Soppeng, Kabartujuhsatu.news, Suasana di lobby Kantor Bupati Soppeng mendadak menjadi perhatian saat Bupati Soppeng H. Suwardi menyinggung ketidakhadirannya pada agenda konsolidasi DPD II Partai Golkar Kabupaten Soppeng untuk daerah pemilihan Sulawesi Selatan 2 yang berlangsung pada hari yang sama.

Dalam keterangannya kepada awak media, Senin (18/5/2026) Bupati Soppeng H Suwardi Haseng mengaku dirinya tidak menerima undangan resmi sebagai Bupati Soppeng untuk menghadiri kegiatan politik tersebut.

Ia menilai, sebagai kepala daerah, setiap agenda resmi yang melibatkan dirinya harus disampaikan melalui mekanisme dan jalur protokoler pemerintahan.

Menurutnya, hal tersebut penting agar seluruh agenda pemerintahan maupun kegiatan eksternal dapat tersusun dengan baik tanpa terjadi benturan jadwal.

“Sebagai Bupati tentu ada protokoler yang mengatur setiap agenda. Jadi kalau ada kegiatan resmi, apalagi yang mengharapkan kehadiran kepala daerah, tentunya harus terjadwal dan terkoordinasi dengan baik,” ujar Suwardi.

Pernyataan itu langsung memantik perhatian sejumlah pihak yang berada di lokasi. Pasalnya, agenda konsolidasi Partai Golkar Sulawesi Selatan tersebut dinilai memiliki nilai strategis dalam menghadapi berbagai agenda politik dan kepartaian ke depan.

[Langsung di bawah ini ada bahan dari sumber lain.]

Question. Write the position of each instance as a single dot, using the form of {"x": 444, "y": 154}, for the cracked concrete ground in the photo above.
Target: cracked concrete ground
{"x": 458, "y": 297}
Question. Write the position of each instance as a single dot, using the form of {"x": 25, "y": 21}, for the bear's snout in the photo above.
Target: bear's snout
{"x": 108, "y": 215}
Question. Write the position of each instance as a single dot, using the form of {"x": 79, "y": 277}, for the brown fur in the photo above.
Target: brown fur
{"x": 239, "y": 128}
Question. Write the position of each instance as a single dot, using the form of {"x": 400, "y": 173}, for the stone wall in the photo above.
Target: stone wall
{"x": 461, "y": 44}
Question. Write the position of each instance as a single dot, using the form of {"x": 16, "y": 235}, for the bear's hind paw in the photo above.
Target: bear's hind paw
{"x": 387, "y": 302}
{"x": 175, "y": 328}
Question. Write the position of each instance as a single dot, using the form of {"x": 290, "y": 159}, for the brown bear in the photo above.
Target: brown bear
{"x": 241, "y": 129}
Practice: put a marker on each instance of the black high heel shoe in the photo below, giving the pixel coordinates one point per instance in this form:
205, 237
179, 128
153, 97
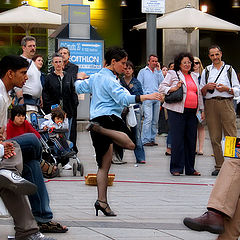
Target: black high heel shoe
92, 125
106, 213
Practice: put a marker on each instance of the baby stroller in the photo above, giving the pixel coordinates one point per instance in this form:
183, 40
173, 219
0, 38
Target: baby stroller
48, 142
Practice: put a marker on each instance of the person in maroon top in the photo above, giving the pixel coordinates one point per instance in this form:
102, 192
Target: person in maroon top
18, 125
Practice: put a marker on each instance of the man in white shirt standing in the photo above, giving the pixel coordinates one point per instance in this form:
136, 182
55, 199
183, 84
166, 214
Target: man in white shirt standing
223, 206
13, 188
219, 85
150, 77
31, 93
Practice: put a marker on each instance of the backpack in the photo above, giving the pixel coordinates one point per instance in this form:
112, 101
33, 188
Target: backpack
229, 74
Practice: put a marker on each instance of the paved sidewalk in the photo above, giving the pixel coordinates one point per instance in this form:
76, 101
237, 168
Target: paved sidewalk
149, 202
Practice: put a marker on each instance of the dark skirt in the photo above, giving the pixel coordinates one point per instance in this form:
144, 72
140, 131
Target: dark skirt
100, 142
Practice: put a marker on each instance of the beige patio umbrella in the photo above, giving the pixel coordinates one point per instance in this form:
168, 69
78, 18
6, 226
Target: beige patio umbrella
190, 19
29, 17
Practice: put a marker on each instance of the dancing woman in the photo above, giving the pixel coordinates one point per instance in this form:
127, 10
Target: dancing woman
108, 100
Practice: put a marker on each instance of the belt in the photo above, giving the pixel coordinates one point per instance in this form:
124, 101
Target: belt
28, 96
220, 98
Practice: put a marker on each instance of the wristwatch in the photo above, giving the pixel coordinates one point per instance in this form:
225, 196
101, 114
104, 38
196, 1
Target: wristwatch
19, 99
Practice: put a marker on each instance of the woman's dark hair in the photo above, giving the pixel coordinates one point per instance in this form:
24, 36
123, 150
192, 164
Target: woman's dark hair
170, 64
179, 58
18, 110
57, 112
116, 53
36, 56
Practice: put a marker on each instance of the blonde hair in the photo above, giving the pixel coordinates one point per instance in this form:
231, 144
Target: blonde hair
200, 63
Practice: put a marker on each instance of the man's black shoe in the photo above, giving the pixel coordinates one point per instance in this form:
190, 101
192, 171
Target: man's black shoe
210, 221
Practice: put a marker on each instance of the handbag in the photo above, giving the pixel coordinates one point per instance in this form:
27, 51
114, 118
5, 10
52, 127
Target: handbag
131, 117
176, 96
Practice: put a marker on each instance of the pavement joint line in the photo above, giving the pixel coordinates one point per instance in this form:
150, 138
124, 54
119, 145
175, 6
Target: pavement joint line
170, 234
108, 224
144, 182
89, 228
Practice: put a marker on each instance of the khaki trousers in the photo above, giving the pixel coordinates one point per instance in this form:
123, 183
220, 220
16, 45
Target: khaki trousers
220, 117
18, 205
225, 197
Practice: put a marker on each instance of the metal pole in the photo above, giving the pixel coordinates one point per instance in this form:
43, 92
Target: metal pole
151, 34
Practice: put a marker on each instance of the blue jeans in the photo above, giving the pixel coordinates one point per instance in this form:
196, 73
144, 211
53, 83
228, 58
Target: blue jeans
151, 110
32, 152
139, 150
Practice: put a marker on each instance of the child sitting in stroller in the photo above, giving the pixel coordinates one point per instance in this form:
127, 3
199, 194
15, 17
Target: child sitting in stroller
18, 125
57, 128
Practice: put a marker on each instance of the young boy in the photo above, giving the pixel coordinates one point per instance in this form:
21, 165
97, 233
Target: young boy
58, 121
18, 124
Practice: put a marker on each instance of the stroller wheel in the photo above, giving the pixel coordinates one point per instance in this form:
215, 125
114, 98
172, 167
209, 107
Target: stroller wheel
74, 169
80, 169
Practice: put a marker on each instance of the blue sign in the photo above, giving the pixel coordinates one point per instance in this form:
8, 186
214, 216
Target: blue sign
87, 54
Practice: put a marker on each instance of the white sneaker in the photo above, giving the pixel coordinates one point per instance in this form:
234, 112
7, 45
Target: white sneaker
39, 236
67, 167
15, 183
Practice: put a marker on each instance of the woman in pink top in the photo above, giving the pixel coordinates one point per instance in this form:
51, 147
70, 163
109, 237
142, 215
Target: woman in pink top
182, 115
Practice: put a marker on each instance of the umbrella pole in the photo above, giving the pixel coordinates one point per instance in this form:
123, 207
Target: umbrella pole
189, 32
189, 42
27, 32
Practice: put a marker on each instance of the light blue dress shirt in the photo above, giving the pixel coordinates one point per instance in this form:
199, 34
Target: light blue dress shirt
108, 96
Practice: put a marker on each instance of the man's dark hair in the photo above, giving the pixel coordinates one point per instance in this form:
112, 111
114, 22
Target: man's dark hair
26, 39
179, 58
12, 62
116, 53
36, 56
57, 112
64, 48
214, 46
56, 55
130, 64
18, 110
152, 55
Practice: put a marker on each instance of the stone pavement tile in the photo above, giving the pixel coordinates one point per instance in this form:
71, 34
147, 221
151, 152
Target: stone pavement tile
191, 235
6, 230
124, 233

Konsolidasi yang digelar DPD II Partai Golkar Kabupaten Soppeng itu diketahui menjadi bagian dari penguatan struktur dan komunikasi politik internal partai di wilayah Sulawesi Selatan 2. Sejumlah kader dan tokoh partai turut hadir dalam agenda tersebut.

Meski demikian, Suwardi tidak secara spesifik menanggapi lebih jauh terkait alasan dirinya tidak diundang ataupun kemungkinan adanya miskomunikasi dalam pelaksanaan kegiatan itu.

Ia lebih menekankan pentingnya tata kelola komunikasi kelembagaan, khususnya terhadap pejabat daerah yang memiliki sistem protokoler resmi.

Pernyataan Suwardi pun mulai menjadi perbincangan di kalangan masyarakat dan pengamat politik lokal. Banyak yang menilai bahwa komunikasi antar unsur partai dan pemerintah daerah perlu dibangun lebih baik agar tidak menimbulkan persepsi berbeda di tengah publik.

Di sisi lain, agenda konsolidasi Golkar Sulsel sendiri dipandang sebagai momentum penting dalam memperkuat soliditas partai menjelang dinamika politik daerah yang diperkirakan semakin intens dalam waktu mendatang.

Hingga berita ini diturunkan, belum ada keterangan resmi dari pihak penyelenggara terkait pernyataan Bupati Soppeng tersebut.